Archie nods. “She wears it when she’s worrying.” Hugh makes a noise of disgust, causing Archie to lean around again. “She does, and you know it, Hugh. Like last week at breakfast when she made us pancakes instead of porridge just because we caught her in coming in from the driveway wearing her coat over her pajamas. She put on that smile,” he adds, turning to Niko now, “and made us pancakes so we wouldn’t ask what she’d been up to.”
“And what had she been up to, do you think?”

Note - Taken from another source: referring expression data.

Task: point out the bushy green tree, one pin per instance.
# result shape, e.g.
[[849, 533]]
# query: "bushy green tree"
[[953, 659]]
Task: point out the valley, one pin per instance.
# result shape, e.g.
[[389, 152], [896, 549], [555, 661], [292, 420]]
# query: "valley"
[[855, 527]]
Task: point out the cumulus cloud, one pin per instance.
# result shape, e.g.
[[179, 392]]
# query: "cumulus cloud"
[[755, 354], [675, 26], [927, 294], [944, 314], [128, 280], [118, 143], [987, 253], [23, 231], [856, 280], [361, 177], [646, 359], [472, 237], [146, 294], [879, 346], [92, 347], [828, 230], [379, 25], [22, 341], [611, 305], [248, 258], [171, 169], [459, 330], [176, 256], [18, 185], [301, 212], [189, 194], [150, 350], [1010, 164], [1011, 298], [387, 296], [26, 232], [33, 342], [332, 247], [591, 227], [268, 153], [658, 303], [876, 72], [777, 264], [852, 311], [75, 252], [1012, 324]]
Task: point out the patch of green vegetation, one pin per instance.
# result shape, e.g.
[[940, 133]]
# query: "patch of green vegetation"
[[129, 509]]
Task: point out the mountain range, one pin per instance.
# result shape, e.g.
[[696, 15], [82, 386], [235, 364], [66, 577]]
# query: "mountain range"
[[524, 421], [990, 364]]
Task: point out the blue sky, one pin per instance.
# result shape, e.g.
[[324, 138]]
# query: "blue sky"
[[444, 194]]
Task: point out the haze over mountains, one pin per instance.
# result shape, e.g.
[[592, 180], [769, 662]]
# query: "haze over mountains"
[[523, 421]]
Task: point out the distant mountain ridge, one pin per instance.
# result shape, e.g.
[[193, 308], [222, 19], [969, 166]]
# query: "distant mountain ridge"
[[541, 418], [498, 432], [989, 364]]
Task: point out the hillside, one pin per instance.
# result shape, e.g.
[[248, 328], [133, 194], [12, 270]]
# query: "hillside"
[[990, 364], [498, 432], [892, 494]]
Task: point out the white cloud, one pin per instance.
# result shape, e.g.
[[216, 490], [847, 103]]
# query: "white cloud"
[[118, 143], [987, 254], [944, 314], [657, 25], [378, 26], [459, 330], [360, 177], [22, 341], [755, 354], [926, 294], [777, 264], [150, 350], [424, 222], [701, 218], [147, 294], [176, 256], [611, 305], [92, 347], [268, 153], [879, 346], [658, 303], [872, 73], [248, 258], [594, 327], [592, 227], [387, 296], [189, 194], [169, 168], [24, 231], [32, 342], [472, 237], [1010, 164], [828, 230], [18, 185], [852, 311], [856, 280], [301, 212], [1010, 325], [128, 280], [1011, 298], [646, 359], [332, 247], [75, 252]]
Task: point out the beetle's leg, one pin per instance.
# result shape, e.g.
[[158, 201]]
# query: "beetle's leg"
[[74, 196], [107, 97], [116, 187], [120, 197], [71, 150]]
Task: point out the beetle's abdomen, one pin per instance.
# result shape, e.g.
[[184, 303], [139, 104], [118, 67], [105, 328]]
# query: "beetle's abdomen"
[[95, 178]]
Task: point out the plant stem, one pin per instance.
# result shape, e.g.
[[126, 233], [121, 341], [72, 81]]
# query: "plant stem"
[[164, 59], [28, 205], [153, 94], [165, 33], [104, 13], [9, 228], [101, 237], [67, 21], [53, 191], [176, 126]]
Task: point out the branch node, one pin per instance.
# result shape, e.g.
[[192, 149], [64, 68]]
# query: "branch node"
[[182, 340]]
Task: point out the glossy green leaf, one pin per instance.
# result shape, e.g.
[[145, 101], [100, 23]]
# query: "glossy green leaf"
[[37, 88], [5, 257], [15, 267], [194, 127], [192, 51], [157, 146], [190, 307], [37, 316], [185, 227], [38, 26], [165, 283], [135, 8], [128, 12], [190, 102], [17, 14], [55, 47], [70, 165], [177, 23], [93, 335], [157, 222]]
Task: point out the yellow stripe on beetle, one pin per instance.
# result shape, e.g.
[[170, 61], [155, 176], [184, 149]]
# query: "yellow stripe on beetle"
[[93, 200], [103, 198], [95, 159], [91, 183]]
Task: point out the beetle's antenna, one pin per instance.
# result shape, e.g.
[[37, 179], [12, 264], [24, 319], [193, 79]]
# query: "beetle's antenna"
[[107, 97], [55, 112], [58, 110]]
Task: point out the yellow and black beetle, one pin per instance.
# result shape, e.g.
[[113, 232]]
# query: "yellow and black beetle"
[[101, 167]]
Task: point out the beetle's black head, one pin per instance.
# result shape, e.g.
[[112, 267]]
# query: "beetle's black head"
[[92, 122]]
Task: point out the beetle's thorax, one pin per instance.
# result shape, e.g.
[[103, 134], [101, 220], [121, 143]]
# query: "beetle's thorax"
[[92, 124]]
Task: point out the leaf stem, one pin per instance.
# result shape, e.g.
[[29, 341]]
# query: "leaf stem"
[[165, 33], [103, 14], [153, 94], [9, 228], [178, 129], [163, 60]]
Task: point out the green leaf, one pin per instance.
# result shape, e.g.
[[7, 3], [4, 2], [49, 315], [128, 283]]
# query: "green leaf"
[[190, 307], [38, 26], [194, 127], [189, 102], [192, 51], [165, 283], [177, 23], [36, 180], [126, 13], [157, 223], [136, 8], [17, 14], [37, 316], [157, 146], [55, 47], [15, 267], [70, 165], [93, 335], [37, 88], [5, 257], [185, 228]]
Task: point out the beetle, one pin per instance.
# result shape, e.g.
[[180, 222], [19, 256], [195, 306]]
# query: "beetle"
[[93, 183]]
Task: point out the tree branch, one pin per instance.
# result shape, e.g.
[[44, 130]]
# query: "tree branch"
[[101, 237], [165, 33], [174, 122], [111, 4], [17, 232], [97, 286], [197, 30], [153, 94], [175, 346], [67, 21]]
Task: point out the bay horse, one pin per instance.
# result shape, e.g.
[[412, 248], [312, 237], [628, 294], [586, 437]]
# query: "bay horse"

“She’d been filling the holes in driveway with a bucket of gravel. She thinks we don’t notice the holes make her sad, but we do.”
Pressing my hand to my mouth I swallow over the lump in my throat. Potholes don’t make me sad. The futility of the exercise does. The fact that I can’t afford to get it fixed. My lovely, slightly strange, perceptive, big-mouthed child. I’m going to need a better fake smile. I begin to move again, keen to stop further revelations.